Vettel sucht Weg aus der Ferrari-Krise

Suzuka – Den finsteren Schlagzeilen aus dem Ferrari-Land schenkt Sebastian Vettel keinen Blick.

«Ich kann zwar lesen, aber lese doch eher andere Sachen», sagt der viermalige Weltmeister der Formel 1, bevor er sich in Japan am Sonntag daran versucht, die mit 22 Rennen längste Sieglos-Serie seiner Karriere zu beenden. Ganz ausweichen aber kann Vettel der Krisenstimmung, die ihn und die Scuderia seit Wochen begleitet, auch in Suzuka nicht. «Es ist offensichtlich, dass wir nicht die Saison haben, die wir uns gewünscht hatten», sagt Vettel im Pressesprecher-Deutsch.

Das Zugeständnis ist grob untertrieben. Die Zweifel an Ferraris baldiger Titeltauglichkeit und Vettels Retter-Künsten sind in Italien größer denn je. «Ferrari braucht dringend einen erfolgreichen Fahrer», schrieb der «Corriere della Sera» in dieser Woche. «La Repubblica» fragte: «Hat Maranello den bestbezahlten Fahrer der Ferrari-Geschichte in die Tiefe gerissen oder hat Vettel sein Talent verloren?»

Der Startunfall des Deutschen in Malaysia diente den Kritikern als schlagender Beweis für den Absturz des zunächst als Michael Schumachers Erben begrüßten Vettel. Der 29-Jährige war in Sepang bei einem waghalsigen Manöver in der ersten Kurve in Nico Rosbergs Mercedes gekracht und musste danach aufgeben. «Er setzt sich zu sehr unter Druck, den Speed, den Ferrari gerade nicht hat, durch solche Ruck-Aktionen wettzumachen», urteilt Altmeister Niki Lauda.

Zur Strafe muss Vettel in Suzuka drei Plätze weiter hinten starten, die Rennrichter sahen ihn als Unfallverursacher. Das ärgert den Heppenheimer genauso wie die Tatsache, dass seine telefonische Entschuldigung bei Rosberg von seinem Landsmann prompt via Videoblog an die Öffentlichkeit getragen wurde. Immerhin kann sich Vettel nun wieder auf seiner erklärten Lieblingsstrecke Suzuka austoben. «Das ist die Zeit des Jahres, wo man das Auto unter sich wirklich spürt und merkt, was es kann», sagt der Ferrari-Star.

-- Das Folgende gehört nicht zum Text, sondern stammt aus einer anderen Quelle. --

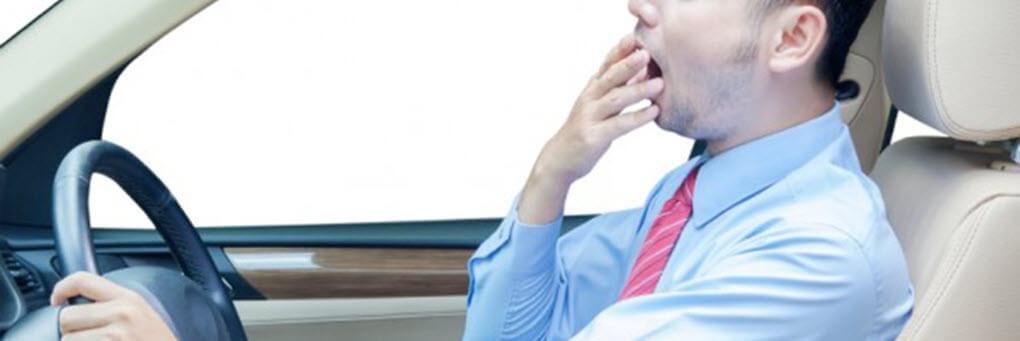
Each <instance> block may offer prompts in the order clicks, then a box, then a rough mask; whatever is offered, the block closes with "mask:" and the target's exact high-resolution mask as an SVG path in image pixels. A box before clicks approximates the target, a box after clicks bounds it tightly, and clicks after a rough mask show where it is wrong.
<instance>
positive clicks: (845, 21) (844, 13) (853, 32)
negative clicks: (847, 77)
mask: <svg viewBox="0 0 1020 341" xmlns="http://www.w3.org/2000/svg"><path fill="white" fill-rule="evenodd" d="M751 1H761V5H760V6H759V14H760V16H759V17H764V16H765V14H764V13H767V12H769V11H771V10H772V9H775V8H778V7H781V6H783V5H788V4H790V3H793V2H794V1H793V0H751ZM811 1H812V2H814V3H815V5H817V6H818V7H819V8H821V10H822V11H823V12H825V19H826V20H827V21H828V32H827V34H828V41H827V42H826V44H825V49H824V50H822V54H821V57H820V58H818V65H817V68H816V74H817V76H818V80H819V81H821V82H825V83H827V84H829V85H831V86H832V87H833V88H835V86H836V84H837V83H839V76H840V75H843V68H844V67H845V66H846V65H847V54H849V53H850V45H852V44H854V41H855V40H857V33H858V31H860V30H861V26H862V25H864V19H866V18H867V17H868V13H869V12H871V7H872V5H874V4H875V0H811ZM759 25H760V23H759Z"/></svg>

Das Problem ist nur, dass sein Dienstwagen in diesem Jahr nicht das kann, was sich Vettel und die Ferraristi erhofft hatten. Hatte der Deutsche im Vorjahr dank drei Siegen nach 16 Rennen bereits 251 Punkte auf dem Konto und lag in der Fahrerwertung als Zweiter sogar vor Rosberg, ist er diesmal mit 153 Zählern als Fünfter sogar hinter seinen Teamkollegen Kimi Räikkönen gerutscht. Der WM-Titel ist fünf Rennen vor Schluss nicht einmal mehr rechnerisch möglich für Vettel. Im Freitagstraining reichte es wieder nur zu Platz fünf, Räikkönen war als Dritter einmal mehr schneller.

Statt die Mercedes-Dominanz anzugreifen, ist Ferrari von Red Bull als zweite Kraft verdrängt worden. «Den Spieß wollen wir langsam wieder umdrehen», sagt Vettel. Aber wie? Inmitten der ständigen Umbauten und Personalwechsel in Maranello wirkt Ferrari plan- und ideenlos. Dass Technik-Direktor James Allison den Rennstall mitten in der Saison verließ, lässt auch nichts Gutes für die Entwicklung des nächsten Autos für die Saison 2017 erwarten, die für gewöhnlich im Sommer längst fortgeschritten sein sollte.

Für Vettel könnte so auch sein drittes und vorerst letztes Vertragsjahr bei der Scuderia zur schweren Prüfung werden, wenn Ferrari die Chance der umfassenden Regelreform 2017 nicht nutzen kann. «Es wird sich zeigen, ob die Früchte im nächsten Jahr schon am Baum hängen», sagt Vettel. Vorfreude klingt irgendwie anders.